Jo was clicking through to the courses, not wanting to look at the tuition fees yet, when her phone rang. As always, she got a warm thrill when she saw it was from Marcus.

‘I was just thinking of you,' she answered. ‘Isn't it risky to ring during school hours?'

‘It's about Lydia,' said Marcus, and Jo sat upright on her stool. ‘She's walked out of her exam. She seems really upset. I thought she was ill, so I went after her, and she …' He lowered his voice. ‘She knows about us.'

‘Oh no.' Jo's hand flew to her mouth. ‘Oh God, that's dreadful.'

She tried to think of how Lydia could have found out. Had she glimpsed them through a not-closed curtain, had she snooped on Jo's phone? Jo thought she had been so careful, but how many other people might know, too, while she had been blissfully carrying on?

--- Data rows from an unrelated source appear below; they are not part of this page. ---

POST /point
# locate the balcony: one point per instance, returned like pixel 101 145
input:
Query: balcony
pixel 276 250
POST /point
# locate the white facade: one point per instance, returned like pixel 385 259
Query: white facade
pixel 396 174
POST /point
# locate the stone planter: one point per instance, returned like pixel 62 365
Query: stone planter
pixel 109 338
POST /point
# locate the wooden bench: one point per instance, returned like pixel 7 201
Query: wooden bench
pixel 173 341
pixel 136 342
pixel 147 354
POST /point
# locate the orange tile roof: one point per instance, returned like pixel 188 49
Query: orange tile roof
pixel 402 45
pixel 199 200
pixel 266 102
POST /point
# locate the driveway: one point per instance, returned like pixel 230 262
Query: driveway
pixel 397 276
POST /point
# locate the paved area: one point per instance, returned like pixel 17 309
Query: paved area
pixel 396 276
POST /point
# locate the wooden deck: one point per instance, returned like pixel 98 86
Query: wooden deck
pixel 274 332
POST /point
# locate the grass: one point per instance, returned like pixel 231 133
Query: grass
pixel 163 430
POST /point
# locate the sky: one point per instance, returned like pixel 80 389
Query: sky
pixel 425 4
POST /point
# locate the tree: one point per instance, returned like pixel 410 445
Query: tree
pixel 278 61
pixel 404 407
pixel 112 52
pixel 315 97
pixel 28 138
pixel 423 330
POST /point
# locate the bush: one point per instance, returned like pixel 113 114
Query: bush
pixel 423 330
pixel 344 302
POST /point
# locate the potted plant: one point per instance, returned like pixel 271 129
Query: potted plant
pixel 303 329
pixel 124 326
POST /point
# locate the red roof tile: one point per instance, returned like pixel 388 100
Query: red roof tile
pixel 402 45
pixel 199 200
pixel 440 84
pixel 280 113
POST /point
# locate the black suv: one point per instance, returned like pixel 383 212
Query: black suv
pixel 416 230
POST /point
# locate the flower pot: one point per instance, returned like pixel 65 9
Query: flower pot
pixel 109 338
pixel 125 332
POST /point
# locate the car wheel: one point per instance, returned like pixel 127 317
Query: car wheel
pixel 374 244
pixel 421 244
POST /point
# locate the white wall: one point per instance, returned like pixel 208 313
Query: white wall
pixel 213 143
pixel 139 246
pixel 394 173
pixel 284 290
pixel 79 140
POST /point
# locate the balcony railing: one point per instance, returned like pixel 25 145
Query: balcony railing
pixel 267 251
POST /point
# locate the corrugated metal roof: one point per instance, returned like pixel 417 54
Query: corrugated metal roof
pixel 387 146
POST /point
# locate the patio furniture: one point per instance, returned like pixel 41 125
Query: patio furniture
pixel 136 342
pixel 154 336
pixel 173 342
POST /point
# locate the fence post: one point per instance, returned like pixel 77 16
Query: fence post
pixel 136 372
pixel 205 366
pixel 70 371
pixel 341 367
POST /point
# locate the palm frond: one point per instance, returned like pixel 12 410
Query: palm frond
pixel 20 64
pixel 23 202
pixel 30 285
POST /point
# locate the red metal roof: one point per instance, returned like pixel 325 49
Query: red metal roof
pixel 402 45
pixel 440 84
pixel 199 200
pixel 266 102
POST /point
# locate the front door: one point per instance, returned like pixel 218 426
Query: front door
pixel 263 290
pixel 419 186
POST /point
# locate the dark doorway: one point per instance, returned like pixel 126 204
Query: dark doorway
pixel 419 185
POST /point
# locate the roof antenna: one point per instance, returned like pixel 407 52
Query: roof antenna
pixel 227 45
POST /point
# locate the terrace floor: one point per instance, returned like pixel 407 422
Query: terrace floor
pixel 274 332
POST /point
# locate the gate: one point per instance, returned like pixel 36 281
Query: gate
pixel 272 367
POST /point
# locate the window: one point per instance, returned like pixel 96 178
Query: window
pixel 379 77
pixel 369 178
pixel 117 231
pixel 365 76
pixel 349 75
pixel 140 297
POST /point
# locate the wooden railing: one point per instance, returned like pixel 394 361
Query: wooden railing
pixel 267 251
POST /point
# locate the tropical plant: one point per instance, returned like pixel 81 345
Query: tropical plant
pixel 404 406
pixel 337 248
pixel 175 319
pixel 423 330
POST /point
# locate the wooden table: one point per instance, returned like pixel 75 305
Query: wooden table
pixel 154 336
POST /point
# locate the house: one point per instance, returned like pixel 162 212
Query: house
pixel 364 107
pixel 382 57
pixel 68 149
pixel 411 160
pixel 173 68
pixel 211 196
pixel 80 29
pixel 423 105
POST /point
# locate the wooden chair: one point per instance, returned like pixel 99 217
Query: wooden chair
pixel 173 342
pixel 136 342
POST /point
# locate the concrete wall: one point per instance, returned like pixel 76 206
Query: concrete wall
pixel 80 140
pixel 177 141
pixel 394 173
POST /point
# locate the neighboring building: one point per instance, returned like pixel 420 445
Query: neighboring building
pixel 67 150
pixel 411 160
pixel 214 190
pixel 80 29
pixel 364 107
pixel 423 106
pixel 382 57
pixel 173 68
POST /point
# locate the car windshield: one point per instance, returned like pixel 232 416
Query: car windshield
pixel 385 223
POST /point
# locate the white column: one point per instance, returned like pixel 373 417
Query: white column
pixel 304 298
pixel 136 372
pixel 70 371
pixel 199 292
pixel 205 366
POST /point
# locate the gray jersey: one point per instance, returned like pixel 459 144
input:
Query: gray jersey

‘Yes,' said Marcus flatly. ‘Dreadful.'

‘I need to go,' she said. ‘I need to find her.'

‘All right,' said Marcus, and she hung up.

She grabbed her keys, planning the route that would make her most likely to intercept Lydia on her way home from school, trying to think of what she could possibly say, when the door opened. But it wasn't Lydia; it was Honor. She was walking without her cane, and she shut the door carefully behind her, wiping her feet although it was dry outside.